Accession 0001193125-26-016910

$DAVECIK 0001841408operating

Filed

Jan 20, 7:00 PM ET

Accepted

Jan 20, 6:13 PM ET

Size

246.4 KB

Accession

0001193125-26-016910

Research Summary

AI-generated summary of this filing

Updated

Dave Inc. Board Changes: Director Resigns, Nima Khajehnouri Appointed

What Happened

  • Dave Inc. announced on January 20, 2026 that director Imran Khan notified the company of his intention to resign from the Board effective upon appointment of his successor. The Board immediately appointed Nima Khajehnouri to fill that seat.
  • Mr. Khajehnouri was named a Class III director (term through the 2027 Annual Meeting) and appointed to the Audit Committee. The Board determined he is an independent director under Nasdaq Rule 5605(a). The company also issued a press release about these changes on January 20, 2026.

Key Details

  • Imran Khan’s resignation effective upon successor appointment (notification dated Jan 20, 2026). No disagreement with the company cited.
  • Nima Khajehnouri’s compensation: $50,000 for 2026 Board and Audit Committee service (pro‑rated) plus an inducement restricted stock unit award with a grant‑date value of $165,000 under the 2021 Equity Incentive Plan.
  • Governance shifts: Mike Pope appointed Lead Independent Director (succeeding Brendan Carroll); Andrea Mitchell named Chair of the Nominating & Corporate Governance Committee.
  • Mr.

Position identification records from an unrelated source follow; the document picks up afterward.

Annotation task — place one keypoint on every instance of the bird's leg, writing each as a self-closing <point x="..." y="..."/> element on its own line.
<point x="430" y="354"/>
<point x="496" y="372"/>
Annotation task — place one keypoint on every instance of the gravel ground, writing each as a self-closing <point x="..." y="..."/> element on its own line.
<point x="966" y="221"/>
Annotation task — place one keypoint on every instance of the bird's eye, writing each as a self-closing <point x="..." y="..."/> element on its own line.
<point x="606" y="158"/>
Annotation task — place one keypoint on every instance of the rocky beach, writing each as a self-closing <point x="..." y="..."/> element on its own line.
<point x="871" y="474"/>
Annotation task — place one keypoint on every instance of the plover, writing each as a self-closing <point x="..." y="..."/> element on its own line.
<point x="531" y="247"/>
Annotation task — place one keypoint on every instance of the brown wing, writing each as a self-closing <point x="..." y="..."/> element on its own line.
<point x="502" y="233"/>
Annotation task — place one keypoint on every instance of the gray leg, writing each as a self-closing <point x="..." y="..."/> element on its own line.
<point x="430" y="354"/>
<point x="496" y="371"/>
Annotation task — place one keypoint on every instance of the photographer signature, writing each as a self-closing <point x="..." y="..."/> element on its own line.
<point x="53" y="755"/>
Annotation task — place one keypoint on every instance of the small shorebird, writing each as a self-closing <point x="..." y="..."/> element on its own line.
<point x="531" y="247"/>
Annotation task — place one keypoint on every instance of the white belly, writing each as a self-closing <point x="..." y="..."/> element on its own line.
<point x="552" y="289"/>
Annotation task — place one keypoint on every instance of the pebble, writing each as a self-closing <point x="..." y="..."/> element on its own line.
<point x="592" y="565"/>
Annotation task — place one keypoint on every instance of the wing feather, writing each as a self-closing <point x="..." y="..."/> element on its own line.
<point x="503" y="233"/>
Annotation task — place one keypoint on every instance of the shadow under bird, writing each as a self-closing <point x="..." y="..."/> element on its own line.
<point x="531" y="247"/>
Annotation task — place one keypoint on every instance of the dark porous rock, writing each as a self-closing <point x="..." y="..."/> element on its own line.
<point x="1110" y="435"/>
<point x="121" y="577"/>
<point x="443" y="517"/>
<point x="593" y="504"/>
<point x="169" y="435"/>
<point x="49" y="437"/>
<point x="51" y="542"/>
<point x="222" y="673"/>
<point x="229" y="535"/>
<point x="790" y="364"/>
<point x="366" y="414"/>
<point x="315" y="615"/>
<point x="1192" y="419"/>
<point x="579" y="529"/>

Khajehnouri will enter the company’s standard indemnification agreement and has no related‑party arrangements or family ties to other officers/directors; no Item 404 transactions disclosed.

Why It Matters

  • Board composition and committee membership changes affect corporate oversight—adding an independent director to the Audit Committee is directly relevant to financial oversight and governance.
  • The RSU award and director fees represent routine non-employee director compensation and will be recorded as compensation expense; the filing shows the company took steps to attract experienced, independent board members.
  • Leadership adjustments (lead independent director and committee chair) are governance developments investors watch for potential impacts on board priorities and oversight, but the filing contains no indication of operational disagreements or other material disputes.